Brandon’s mother, Monica Kluz, said putting the pieces together to create the one-day event was no small undertaking.

“There’s a lot going on,” she remarked. “I approached some folks earlier in the year about doing something like this, probably in February or March. I enlisted the help of Rachel Barnard. She initially came to me with this idea.”

Sept. 30, 2021 – Putting on the annual Milford Pumpkin Festival hasn’t always been easy. One year organizers had to deal with the aftermath of a hurricane. In 2020 it was a virtual event as the constraints of the Covid-19 pandemic made a live Festival problematic.

And, of course, there remain continued hurdles presented by Covid-19.

But the 32nd Festival is on for Oct. 8-10, the Columbus Day weekend, and nearly all the traditional activities will be ready to roll says Wade Campbell, founder and lead coordinator for the Granite Town Festivities Committee.

“This year means a lot because of not being able to do it last year,” Campbell said. “We were really disappointed.”

“When we started working on it this year it was a complete unknown as to how people would react, the vendors and the people who normally help and participate, would they be willing to do so.”

The response from the Festival’s long-time supporters has justified the the organizing committees faith. Vendors were anxious to remain involved. The Festival has a primary sponsor for the first time, Consolidated Communications.”
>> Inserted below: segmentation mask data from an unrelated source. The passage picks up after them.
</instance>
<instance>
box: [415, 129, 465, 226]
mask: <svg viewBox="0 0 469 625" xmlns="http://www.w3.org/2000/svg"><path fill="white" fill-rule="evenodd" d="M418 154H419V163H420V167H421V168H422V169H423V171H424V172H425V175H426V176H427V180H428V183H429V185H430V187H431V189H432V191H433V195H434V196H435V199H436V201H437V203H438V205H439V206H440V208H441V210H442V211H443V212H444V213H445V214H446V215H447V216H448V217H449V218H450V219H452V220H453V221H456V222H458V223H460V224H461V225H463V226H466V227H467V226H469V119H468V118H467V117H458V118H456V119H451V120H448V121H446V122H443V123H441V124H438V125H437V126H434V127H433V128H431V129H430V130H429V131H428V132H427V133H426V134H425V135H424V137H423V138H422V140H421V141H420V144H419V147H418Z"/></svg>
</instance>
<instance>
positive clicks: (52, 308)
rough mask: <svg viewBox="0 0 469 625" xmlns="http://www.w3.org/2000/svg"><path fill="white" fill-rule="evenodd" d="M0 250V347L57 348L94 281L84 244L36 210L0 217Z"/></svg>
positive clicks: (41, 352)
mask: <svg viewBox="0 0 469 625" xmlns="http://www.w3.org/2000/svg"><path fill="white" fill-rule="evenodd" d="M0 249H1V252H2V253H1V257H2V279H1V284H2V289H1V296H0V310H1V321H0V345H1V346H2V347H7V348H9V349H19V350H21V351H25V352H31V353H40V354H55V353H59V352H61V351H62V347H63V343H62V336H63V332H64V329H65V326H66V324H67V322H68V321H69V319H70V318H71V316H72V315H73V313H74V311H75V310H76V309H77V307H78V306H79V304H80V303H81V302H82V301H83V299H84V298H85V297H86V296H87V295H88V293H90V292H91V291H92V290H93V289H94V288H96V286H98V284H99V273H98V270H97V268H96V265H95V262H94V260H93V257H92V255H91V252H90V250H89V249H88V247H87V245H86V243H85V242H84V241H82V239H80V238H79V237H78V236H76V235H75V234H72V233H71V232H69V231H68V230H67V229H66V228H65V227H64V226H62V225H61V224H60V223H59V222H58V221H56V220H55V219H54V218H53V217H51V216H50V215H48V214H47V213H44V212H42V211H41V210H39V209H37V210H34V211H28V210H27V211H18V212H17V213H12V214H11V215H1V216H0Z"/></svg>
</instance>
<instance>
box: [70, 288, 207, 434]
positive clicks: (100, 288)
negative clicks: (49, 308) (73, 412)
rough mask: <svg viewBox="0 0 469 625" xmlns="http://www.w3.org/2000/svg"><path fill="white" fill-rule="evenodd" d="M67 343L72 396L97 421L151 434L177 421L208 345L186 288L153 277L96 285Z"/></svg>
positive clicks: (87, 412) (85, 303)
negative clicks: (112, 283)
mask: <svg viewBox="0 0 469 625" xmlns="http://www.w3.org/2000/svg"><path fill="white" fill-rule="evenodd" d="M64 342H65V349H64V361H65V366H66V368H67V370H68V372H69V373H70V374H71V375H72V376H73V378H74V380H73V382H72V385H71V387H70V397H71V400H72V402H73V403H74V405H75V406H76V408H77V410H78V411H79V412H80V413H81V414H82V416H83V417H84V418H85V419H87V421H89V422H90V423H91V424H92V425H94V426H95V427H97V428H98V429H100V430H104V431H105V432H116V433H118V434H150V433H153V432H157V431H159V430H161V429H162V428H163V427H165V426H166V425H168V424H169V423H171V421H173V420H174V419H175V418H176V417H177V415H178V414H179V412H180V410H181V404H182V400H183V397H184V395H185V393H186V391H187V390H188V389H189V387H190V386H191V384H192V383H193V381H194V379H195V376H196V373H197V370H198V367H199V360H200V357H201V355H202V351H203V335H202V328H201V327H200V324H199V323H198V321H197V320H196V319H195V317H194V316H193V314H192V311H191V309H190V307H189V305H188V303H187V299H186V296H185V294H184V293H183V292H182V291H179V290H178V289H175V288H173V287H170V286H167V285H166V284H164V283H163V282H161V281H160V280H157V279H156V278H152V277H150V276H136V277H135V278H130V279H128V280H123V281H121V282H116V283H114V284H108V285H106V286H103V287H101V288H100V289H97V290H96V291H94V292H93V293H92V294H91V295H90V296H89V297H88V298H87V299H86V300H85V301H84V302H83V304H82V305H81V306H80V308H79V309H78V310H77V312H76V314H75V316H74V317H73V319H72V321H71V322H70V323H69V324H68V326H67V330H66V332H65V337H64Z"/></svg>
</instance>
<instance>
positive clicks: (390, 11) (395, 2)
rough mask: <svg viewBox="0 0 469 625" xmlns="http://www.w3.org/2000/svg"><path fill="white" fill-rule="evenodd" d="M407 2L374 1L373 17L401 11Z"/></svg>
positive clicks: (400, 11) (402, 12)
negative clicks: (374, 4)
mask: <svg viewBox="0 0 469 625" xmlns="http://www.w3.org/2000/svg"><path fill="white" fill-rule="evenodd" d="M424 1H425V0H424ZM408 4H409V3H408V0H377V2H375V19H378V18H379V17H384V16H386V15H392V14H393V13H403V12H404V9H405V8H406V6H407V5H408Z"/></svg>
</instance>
Nov. 4, 2021 – Milford’s 275-foot-long suspension pedestrian bridge, which has spanned the Souhegan River since the late 1800s, and the multi-story, brick mill building that housed the Columbian Manufacturing Company in present-day Greenville, are among the six historic properties most recently placed on the State Register of Historic Places, according to the state Division of Historical Resources.

The Milford bridge, the officials said, was also recently honored by the U.S. Secretary of the Interior with placement on the National Register of Historic Places.